Tower jokes
I would like to die like my Islamic father, in his sleep, but not like the rest of the people in the plane or those in those identical towers.
Why were the Twin Towers traumatized about eating?
After someone said, "HERE COMES THE AIR PLANE(s)," it just wasn't the same..........
"White people can't jump..."
"You must not have seen the Twin Towers on 9/11."
What did the pedestrian say after he saw the twin towers fell?
JENGA!!!!
The twin towers are like your father, they're both gone and will never come back.
The Twin Towers ordered a sesame bagel. They got the plane one instead.
Why are people from New York so bad at chess?
Because they quickly lose two towers (rooks).
My dad told me a joke one time. When I realized the joke, the second tower was hit.
You know I used to call my dogs' balls the Twin Towers, until they came rumbling down.
I got a new Lego airplane set from my friend... oddly, there were also two towers included in the box as well.
Are you the twin towers?
Because I want to crash inside of you.
Me: Bro, I don't think the Twin Towers will ever order pizza again.
Friend: Why?
Me: Because when they ordered pepperoni, all they got was plane.
Women are like towers, the man wants to bang them both.
Why are Americans so bad at Clash Royale?
They already lost 2 towers.
What is the difference between 9/11 and rickrolling?
The Twin Towers gave up and let down.
What do you call identical tall people?

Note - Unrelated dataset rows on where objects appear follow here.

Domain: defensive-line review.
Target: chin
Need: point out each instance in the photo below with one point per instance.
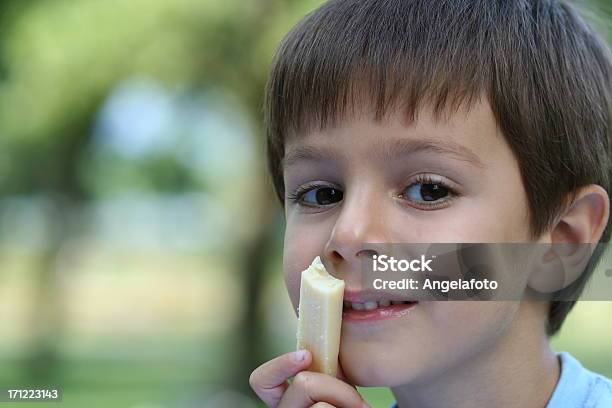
(368, 366)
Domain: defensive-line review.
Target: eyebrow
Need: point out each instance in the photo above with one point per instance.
(391, 150)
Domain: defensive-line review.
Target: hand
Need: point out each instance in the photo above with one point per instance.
(308, 389)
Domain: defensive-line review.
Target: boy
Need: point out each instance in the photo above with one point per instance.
(439, 121)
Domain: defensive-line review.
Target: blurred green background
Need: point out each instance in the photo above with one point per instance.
(140, 240)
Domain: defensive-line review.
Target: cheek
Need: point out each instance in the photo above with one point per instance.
(303, 242)
(467, 329)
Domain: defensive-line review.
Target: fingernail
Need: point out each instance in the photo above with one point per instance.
(299, 356)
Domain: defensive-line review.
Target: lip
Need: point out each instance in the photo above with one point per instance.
(380, 313)
(363, 296)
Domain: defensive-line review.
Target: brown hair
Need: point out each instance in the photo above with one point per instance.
(545, 73)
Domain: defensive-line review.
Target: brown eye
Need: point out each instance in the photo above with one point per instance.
(426, 192)
(322, 196)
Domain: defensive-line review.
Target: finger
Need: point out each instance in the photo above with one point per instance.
(308, 388)
(269, 381)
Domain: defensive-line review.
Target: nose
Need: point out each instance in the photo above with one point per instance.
(359, 225)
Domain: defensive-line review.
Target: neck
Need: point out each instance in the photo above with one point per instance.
(518, 370)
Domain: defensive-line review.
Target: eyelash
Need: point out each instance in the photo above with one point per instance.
(428, 179)
(297, 195)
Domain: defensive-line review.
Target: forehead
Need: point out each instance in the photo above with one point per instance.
(468, 134)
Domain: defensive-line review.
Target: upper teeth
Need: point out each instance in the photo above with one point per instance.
(370, 305)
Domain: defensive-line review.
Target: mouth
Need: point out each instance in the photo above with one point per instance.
(372, 310)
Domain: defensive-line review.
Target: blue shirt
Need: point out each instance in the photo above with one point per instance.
(578, 387)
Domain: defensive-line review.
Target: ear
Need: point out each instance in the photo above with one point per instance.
(572, 239)
(585, 219)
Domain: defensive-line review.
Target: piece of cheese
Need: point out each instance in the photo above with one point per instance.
(320, 317)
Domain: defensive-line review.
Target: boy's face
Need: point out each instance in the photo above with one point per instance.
(428, 181)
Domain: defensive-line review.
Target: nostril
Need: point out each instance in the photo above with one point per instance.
(368, 253)
(335, 256)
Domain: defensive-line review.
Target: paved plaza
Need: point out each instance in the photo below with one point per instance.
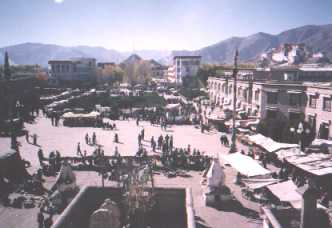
(65, 140)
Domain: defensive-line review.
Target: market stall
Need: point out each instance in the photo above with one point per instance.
(268, 144)
(91, 119)
(245, 165)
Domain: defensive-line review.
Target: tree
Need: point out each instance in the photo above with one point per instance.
(110, 74)
(205, 71)
(137, 72)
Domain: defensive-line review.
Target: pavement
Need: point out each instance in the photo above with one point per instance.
(65, 139)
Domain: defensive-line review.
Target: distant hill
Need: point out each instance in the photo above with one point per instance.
(317, 37)
(37, 53)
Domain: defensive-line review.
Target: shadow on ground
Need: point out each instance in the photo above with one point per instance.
(200, 223)
(236, 207)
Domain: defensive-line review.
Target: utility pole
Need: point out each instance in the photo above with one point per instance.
(235, 71)
(9, 95)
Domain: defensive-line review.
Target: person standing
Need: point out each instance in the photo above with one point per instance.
(94, 138)
(142, 134)
(171, 142)
(27, 136)
(78, 152)
(48, 222)
(40, 219)
(34, 139)
(40, 157)
(139, 139)
(87, 138)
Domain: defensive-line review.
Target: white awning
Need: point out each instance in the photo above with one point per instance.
(316, 163)
(269, 144)
(256, 183)
(319, 142)
(272, 108)
(284, 153)
(245, 165)
(294, 91)
(285, 191)
(271, 90)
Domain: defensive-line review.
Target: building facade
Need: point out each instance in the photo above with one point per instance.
(74, 70)
(185, 67)
(159, 71)
(284, 100)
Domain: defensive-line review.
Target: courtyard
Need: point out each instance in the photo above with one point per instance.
(65, 139)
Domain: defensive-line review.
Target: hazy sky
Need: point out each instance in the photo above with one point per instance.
(152, 24)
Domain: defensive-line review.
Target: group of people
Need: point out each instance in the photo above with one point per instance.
(34, 138)
(54, 162)
(55, 119)
(89, 140)
(109, 126)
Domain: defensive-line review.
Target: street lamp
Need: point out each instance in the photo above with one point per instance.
(300, 132)
(235, 70)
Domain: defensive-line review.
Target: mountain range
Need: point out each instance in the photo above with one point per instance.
(317, 37)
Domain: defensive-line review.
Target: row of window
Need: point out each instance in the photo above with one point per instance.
(327, 102)
(295, 100)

Twin Towers.
Twin Towers? No plane, plane targets.
What was the Twin Towers favorite game? Jenga.
What do the Twin Towers and my ad's condom both have in common?
They both broke and everybody cried.
Two guys watching a war movie at a bar are talking. One says to the other, "The Nazis starved my dad to death in a concentration camp during the war."
The other says, "My dad died in a camp as well... he broke his neck."
First guy says, "How did he break his neck?"
Second guy says, "He fell out of the guard tower."